22 January 2006

It's Not Enough; It's Never Enough

So often, I look at the clock or the calendar and realize that the minutes, hours, days are slipping by, yet I never seem to accomplish enough. I am overwhelmed. Here it is, Sunday night, and I look at my list of things to do over the weekend--laundry, grocery shopping, read this, write that. And of my list of 15 items, I have completed maybe 2. And I hate that feeling, the panic that arises when I realize that there's so much I should have done but somehow didn't manage to do. And I know, I try to remind myself, that maybe my expectations are unrealistic, that maybe it's healthier to simply sit on the couch and read on Saturday morning. (And let's face it, all I want to do on a Saturday morning is to read a book, bake muffins, take a bath, and watch a movie.) But here I am, with so much to do, not enough time in which to do it. No matter what I do--simply make dinner, or grade a set of essays, or even finish my dissertation--it never feels like enough; there's always more, always the thing that I didn't get done. I think that probably the real underlying problem here is perfectionism. And to be honest, I expect more of myself than I do of most other people. I want to move beyond that. I want to feel satisfaction in what I have accomplished instead of focusing on all that I haven't.

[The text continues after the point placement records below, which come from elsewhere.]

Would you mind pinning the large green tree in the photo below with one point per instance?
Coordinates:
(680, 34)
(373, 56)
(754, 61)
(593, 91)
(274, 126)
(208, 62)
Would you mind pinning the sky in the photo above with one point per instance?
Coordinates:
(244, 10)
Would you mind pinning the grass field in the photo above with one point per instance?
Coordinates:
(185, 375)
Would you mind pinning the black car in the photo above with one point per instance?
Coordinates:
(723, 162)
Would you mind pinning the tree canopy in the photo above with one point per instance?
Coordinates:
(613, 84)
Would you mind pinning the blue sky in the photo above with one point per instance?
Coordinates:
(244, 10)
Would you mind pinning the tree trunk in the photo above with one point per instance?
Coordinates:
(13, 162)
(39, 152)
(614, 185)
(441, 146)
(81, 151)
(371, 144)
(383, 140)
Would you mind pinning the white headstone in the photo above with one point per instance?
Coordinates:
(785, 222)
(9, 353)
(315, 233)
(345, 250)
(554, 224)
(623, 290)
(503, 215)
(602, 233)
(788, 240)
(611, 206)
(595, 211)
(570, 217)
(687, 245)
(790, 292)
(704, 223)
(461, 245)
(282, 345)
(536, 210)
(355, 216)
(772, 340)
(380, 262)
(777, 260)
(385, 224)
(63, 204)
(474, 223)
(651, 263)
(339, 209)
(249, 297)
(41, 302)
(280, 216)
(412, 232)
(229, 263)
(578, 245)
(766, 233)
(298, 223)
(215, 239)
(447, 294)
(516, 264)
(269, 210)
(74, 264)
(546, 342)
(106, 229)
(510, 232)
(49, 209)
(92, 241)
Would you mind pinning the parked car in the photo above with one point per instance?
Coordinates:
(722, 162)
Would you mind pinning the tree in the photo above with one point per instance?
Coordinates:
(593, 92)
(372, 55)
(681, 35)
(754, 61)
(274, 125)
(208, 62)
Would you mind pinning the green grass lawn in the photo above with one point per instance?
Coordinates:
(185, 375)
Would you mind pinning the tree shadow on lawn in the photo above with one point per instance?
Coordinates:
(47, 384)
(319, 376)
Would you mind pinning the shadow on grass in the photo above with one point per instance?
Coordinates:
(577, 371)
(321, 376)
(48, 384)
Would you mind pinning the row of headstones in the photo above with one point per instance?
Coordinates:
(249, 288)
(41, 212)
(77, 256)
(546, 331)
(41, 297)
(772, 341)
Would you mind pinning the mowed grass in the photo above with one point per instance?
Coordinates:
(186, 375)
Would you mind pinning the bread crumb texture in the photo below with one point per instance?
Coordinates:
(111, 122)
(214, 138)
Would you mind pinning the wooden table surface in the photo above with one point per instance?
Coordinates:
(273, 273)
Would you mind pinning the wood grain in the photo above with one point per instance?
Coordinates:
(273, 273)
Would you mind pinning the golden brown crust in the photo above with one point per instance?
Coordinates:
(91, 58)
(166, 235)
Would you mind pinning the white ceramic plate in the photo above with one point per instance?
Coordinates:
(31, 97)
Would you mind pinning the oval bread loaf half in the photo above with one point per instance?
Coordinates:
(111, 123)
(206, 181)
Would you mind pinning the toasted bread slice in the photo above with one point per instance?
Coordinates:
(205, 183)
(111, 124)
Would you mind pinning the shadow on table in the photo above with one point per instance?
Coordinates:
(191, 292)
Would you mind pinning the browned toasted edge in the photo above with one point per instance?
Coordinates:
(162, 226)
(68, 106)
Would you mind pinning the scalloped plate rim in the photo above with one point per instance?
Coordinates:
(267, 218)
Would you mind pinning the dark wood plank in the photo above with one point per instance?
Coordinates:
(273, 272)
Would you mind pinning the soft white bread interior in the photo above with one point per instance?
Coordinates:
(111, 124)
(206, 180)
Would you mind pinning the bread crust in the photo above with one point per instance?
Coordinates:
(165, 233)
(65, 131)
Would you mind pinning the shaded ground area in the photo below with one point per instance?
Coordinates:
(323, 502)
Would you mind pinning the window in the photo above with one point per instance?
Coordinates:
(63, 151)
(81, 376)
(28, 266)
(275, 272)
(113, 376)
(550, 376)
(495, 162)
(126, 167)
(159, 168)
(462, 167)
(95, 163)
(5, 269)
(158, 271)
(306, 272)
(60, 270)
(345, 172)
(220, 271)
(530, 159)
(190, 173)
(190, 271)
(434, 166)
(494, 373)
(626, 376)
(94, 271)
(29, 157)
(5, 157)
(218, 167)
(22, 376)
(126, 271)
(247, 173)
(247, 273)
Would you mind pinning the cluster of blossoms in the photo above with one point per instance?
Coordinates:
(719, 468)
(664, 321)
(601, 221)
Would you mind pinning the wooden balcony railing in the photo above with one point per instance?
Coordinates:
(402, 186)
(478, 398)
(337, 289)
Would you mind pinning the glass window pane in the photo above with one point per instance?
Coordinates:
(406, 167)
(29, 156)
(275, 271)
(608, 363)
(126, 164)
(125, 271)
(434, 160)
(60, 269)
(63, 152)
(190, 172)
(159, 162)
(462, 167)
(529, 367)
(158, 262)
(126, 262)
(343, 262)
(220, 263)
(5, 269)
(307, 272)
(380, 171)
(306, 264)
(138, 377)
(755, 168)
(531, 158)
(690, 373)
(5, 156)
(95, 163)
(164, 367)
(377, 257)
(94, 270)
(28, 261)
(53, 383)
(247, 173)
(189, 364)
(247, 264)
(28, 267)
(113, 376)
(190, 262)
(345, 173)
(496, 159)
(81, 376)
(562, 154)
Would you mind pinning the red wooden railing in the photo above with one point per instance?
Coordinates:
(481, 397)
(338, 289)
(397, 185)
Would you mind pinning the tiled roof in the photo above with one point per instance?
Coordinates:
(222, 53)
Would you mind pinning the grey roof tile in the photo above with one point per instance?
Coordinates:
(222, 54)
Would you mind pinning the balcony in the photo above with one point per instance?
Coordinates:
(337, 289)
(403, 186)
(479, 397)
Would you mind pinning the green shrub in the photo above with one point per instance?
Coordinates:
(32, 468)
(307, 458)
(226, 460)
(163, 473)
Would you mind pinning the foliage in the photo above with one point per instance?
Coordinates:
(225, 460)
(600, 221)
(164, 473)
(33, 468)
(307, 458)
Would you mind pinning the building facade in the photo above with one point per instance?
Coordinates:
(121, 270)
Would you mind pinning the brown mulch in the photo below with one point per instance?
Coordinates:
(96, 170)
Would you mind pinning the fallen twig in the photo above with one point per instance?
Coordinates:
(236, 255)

I could probably list, just off the top of my head, 35 things I've failed at, most of them relatively unimportant, some of them important. Yet, I'd be hard pressed to list 10 that I've been successful at. And what really gets to me sometimes is that I know there are people out there--my friends from grad school who don't have jobs yet--who look at me and think how "lucky," how successful I am. And sometimes I wish I could see that, instead of seeing all that I haven't done: laundry, grocery shopping. No matter what I do, it's not enough; it's never enough.